The Rule of Racialization falls in the emerging field of “whiteness studies”-of a piece, for example, with the work of Noel Ignatiev,* Theodore Allen, David Roediger, and Matthew Frey Jacobson. Perhaps because of this newish focus, there is a somewhat odd silence in the book. Throughout Martinot’s meticulous histories, almost on each page, we are left wondering how African Americans conceptualized and internalized their situation at each particular date and place. As much as blacks have been unwilling participants in the emerging system of race, and their choices have been starkly shaped by an overwhelming violence, their resistances, co-optation, and self-consciousness must have played a role in what specifically evolved. I wish the perspective of African Americans were better integrated into Martinot’s historical narrative, in parallel with the changing consciousness and self-conceptualization of whites.

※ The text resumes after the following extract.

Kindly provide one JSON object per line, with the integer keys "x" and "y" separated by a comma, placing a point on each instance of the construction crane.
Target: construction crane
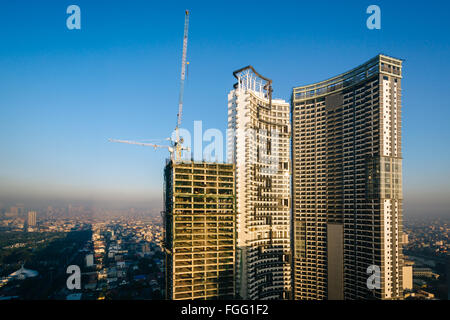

I believe Martinot would offer a particular objection to my criticism, however. For him, “racism is a relation between whites for which nonwhite people are the language” (185). In this sense racism is simply not a system in which non-whites participate. Still, histories emerge, at least in part, out of the actions of individuals; and the “others” of white supremacy have always acted also.
Moreover, I think that Martinot’s theme of race emerging out of the primary construction of whiteness mandates his focus on black and white in the racial system of the United States. It is certainly not that Martinot forgets other non-whites-Native Americans, Latinos, Chinese, and so on-but emerging out of the African/European/North American slave trade, it was this particular reified juridico-legal recognition of a chromatic difference that first constructed the meaning of whiteness. Native Americans in pre-Revolution colonies, even as they might be murdered or have their land expropriated in accordance with British law, were initially conceptualized as heathen and/or lacking agency under that law, but not (yet) in explicitly racial terms.

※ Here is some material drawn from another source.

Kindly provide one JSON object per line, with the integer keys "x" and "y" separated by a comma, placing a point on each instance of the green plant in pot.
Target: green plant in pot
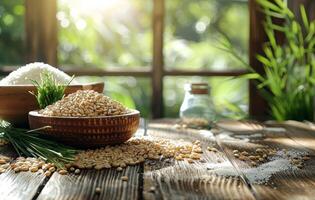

A particular circular structure of presupposition occurs, according to Martinot, throughout the history of racialization-and provides a key to understanding its illusion. A racial ideology discovers its antecedents and necessity everywhere it looks, because its very process is the construction of race under its gaze. For example, in recent racial profiling…

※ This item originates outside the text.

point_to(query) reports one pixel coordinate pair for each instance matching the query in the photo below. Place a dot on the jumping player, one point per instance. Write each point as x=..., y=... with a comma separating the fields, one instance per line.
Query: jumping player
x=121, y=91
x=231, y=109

Profiling is the inverse of law enforcement. In law enforcement, a crime is discovered and the police then look for a suspect who might possibly have committed it. Profiling means that a suspect is discovered and the police then look for a crime for the person to have possibly committed (168).
Likewise, in pre-Civil War “free states”:
When newly arrived refugees from slavery sought to vote, they were denied on the basis that, as former or runaway slaves, they were unfit for the franchise. If they did not seek the vote, in order to live unnoticed as far as possible, they were deemed unfit for not having participated in the democratic process (104).
This same pattern of ideological discovery is ubiquitous in white supremacy.
After all of Martinot’s analysis, the fundamental mystery still remains: how can race remain so persistent, even across changes in class systems and in the specific forms of racialization? The circular rationalizations about race provide part of the answer, but it always feels as if something is missing. This is not remotely a flaw in Martinot’s book, but is the very kernel that he moves us slightly closer towards being able to understand.